That Brewster Boy
- Genre: Situation comedy
- Country of origin: United States
- Language(s): English
- Syndicates: NBC CBS
- Starring: Eddie Firestone, Jr. Arnold Stang Dick York
- Announcer: Marvin Miller
- Written by: Louis Scofield
- Directed by: Owen Vinson
- Original release: September 8, 1941 – March 2, 1945
- Sponsored by: Quaker Oats

= That Brewster Boy =

American radio situation comedy (1941–1945)

That Brewster Boy is an American old-time radio situation comedy. It was broadcast on NBC from September 8, 1941, to March 2, 1942, and on CBS from March 4, 1942, to March 2, 1945. It was also carried on 13 stations in Canada.

==Overview==

That Brewster Boy focused on Jim and Jane Brewster (a prominent couple in a small town), their mischievous son, Joey, and their teenage daughter, Nancy. Joey often found himself in trouble that had been instigated by his friend Chuck. Other characters who were often heard were Phil Hayworth (Nancy's boyfriend), Herbert Clark (who was also fond of Nancy) and Miss Edmond (Joey's English teacher). Quaker Oats sponsored the program on both networks.

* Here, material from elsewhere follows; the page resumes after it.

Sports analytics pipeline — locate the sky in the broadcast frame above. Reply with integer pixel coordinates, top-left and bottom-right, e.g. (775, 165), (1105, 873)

A review of the premiere episode in the trade publication Billboard praised the actors and the overall program, saying, "Script is excellently written and capably interpreted and abounds in clever comedy."

==Personnel==

Characters and Cast
| Character | Actor |
|---|---|
| Joey Brewster | Eddie Firestone, Jr. Arnold Stang Dick York |
| Jim Brewster | Hugh Studebaker |
| Jane Brewster | Constance Crowder |
| Nancy Brewster | Louise Fitch Patricia Dunlap |
| Phil Hayworth | Bob Bailey |
| Herbert Clark | Bob Jellison |
| Chuck | Billy Idelson |
| Miss Edmond | Ruth Perrott |
| Evelyn | Norma Jean Ross |

Marvin Miller was the announcer, and Glenn Welty provided the music. Owen Vinson was the director, while Louis Scofield and Pauline Hopkins were writers.